Au temps de la contrebande de sel, raconte un folkloriste, un pêcheur qui venait puiser de l’eau de mer fut dénoncé par la fille du douanier, qui courut arrêter le fraudeur. « Mais celui-ci s’élança, l’entraîna sous l’eau, et tous deux se noyèrent ». Les filles, soeurs et fiancées des deux hommes devinrent folles de chagrin et passèrent leur vie à scruter la mer.

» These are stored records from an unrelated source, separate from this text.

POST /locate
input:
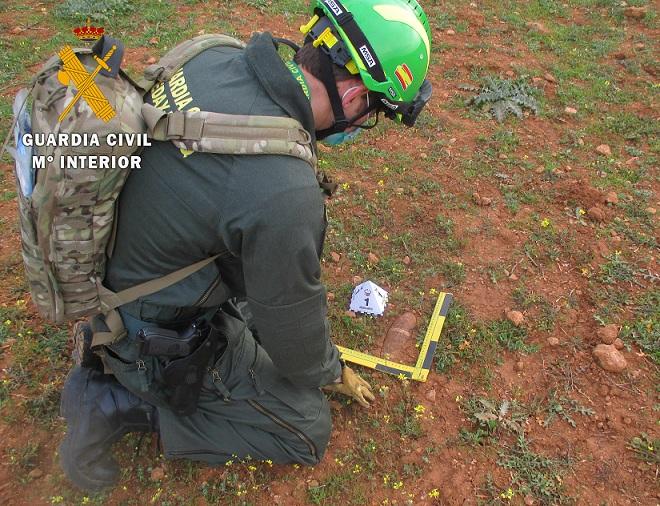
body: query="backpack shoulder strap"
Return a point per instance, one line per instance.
(181, 54)
(213, 132)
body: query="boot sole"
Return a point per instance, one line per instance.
(68, 409)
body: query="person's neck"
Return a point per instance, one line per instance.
(319, 101)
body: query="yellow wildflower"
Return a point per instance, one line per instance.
(508, 494)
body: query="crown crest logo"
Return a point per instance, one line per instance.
(88, 33)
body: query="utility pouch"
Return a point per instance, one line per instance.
(167, 343)
(184, 376)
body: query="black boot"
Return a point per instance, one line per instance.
(82, 347)
(98, 412)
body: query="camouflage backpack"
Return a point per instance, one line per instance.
(67, 220)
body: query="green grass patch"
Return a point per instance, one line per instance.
(467, 342)
(646, 448)
(535, 474)
(644, 329)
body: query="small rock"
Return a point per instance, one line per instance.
(596, 214)
(609, 358)
(635, 12)
(336, 405)
(608, 333)
(515, 317)
(35, 473)
(481, 201)
(157, 473)
(537, 27)
(400, 336)
(604, 149)
(611, 198)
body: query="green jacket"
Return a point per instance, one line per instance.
(264, 213)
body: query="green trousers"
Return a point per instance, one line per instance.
(246, 409)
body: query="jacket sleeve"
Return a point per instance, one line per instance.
(280, 247)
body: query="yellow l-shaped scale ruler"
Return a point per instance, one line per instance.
(420, 370)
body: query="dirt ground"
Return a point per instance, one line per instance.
(514, 216)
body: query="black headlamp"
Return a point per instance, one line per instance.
(407, 111)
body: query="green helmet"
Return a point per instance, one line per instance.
(388, 42)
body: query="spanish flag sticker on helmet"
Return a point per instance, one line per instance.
(404, 75)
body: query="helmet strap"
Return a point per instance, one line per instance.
(330, 83)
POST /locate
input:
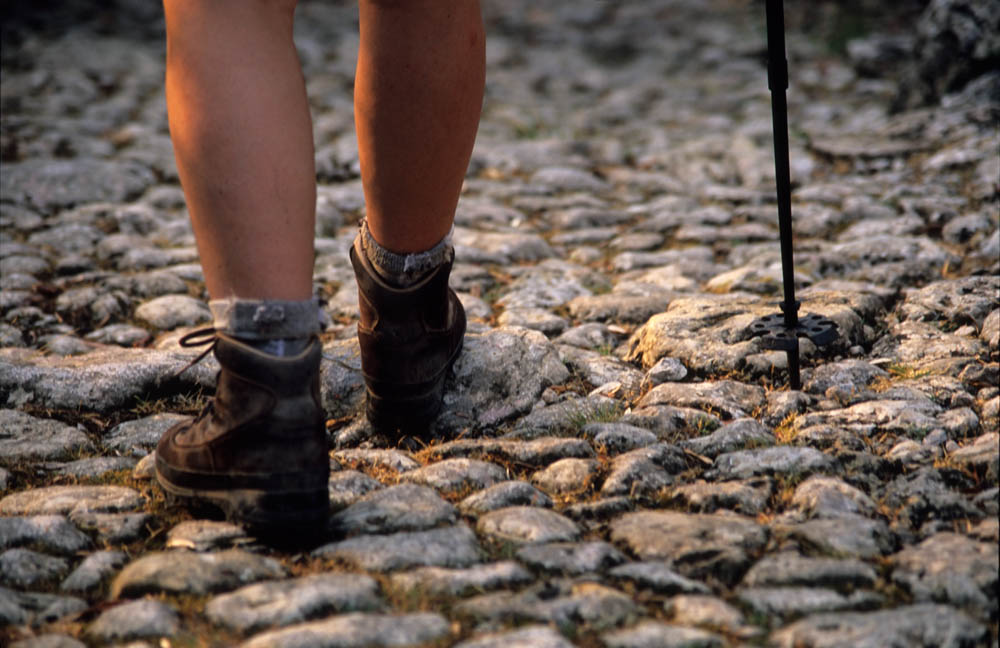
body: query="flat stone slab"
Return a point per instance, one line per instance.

La falaise finit par s’écrouler sur elles et seuls trois rochers restèrent debout, comme pour témoigner du malheur de celles qu’ils ensevelissaient.

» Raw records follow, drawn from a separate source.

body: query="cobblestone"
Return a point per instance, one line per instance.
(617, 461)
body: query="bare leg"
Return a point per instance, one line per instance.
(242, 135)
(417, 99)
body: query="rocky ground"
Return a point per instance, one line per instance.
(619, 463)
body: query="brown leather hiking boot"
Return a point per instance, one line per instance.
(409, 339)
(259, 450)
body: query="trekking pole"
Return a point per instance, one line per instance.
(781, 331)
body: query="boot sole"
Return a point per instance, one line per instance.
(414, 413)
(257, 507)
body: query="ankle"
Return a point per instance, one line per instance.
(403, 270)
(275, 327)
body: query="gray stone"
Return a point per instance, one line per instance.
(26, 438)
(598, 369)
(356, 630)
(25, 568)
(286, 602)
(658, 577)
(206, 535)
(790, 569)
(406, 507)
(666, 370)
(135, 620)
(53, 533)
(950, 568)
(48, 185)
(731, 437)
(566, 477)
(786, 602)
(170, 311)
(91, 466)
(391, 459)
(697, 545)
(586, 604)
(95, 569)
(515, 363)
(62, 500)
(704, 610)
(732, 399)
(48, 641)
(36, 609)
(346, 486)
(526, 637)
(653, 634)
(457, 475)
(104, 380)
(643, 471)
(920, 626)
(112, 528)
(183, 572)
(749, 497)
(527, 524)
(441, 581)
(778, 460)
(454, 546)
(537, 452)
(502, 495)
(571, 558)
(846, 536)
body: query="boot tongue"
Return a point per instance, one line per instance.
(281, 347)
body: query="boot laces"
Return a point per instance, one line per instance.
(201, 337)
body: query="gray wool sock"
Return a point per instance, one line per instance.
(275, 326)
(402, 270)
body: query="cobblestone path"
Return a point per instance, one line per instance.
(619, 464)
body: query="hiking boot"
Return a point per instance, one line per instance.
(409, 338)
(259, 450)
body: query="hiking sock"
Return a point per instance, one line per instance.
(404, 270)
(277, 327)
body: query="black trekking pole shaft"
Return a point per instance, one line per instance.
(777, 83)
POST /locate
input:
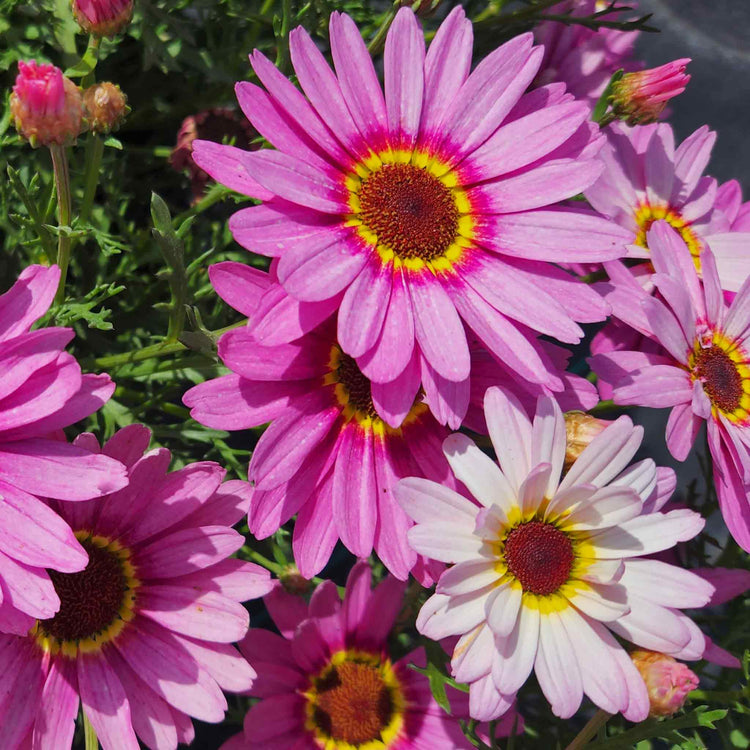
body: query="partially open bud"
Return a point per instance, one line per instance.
(104, 107)
(102, 17)
(220, 124)
(45, 105)
(639, 98)
(580, 429)
(668, 681)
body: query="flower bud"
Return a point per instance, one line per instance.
(211, 125)
(102, 17)
(668, 681)
(104, 107)
(639, 98)
(580, 430)
(45, 105)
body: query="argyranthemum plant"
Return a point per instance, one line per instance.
(545, 566)
(428, 207)
(142, 637)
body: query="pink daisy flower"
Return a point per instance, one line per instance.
(544, 568)
(701, 369)
(142, 636)
(329, 681)
(583, 59)
(425, 208)
(42, 390)
(647, 179)
(337, 442)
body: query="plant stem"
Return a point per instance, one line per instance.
(377, 42)
(597, 721)
(62, 183)
(94, 151)
(92, 743)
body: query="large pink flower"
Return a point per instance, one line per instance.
(142, 638)
(329, 680)
(337, 442)
(647, 179)
(413, 211)
(545, 565)
(41, 391)
(701, 369)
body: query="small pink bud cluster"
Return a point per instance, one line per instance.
(668, 681)
(105, 107)
(640, 98)
(45, 105)
(103, 17)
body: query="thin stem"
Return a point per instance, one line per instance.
(94, 151)
(377, 42)
(597, 721)
(89, 735)
(62, 183)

trois fiancées pétrifiées de terreur

Pour d’autres, l’histoire des demoiselles de Fontenailles est celle d’un amour brisé. Trois jeunes filles, qui attendaient sur le rivage le retour de leurs fiancés, « les virent à bord d’un bateau, mais le navire se jeta sur les récifs et les marins se noyèrent », laissant les trois fiancées pétrifiées de terreur.

Mais les demoiselles de Fontenailles ont sûrement plus de choses à nous apprendre que ces légendes bien tristes. Hauts d’environ 20 mètres, ces trois immenses rochers témoignent de l’érosion constante du littoral. Ils constituaient vraisemblablement la partie la plus ferme d’une haute falaise patiemment dévorée par la mer.

La dernière des trois demoiselles s’écroula le 26 avril 1902. Elle n’avait pu résister à une nouvelle tempête, bien que des habitants aient construit une sorte de béquille en maçonnerie pour la soutenir. On sait qu’en 1745, ce même rocher faisait partie de la terre ferme. Écroulée à 70 mètres du rivage, la dernière demoiselle témoigne donc d’une érosion de la falaise d’environ 50 centimètres par an. Si les demoiselles ont toutes trois disparues, il n’est pas impossible qu’une remplaçante apparaisse un beau jour sur le rivage. Un bloc se détacha de la falaise à la fin du XIXe siècle mais cette « Jeune demoiselle » s’effondra à son tour en 1939.

Ces trois rochers pourraient à leur tour devenir d’imposantes « demoiselles ». On peut les observer non loin de Commes, à deux kilomètres de Port en Bessin.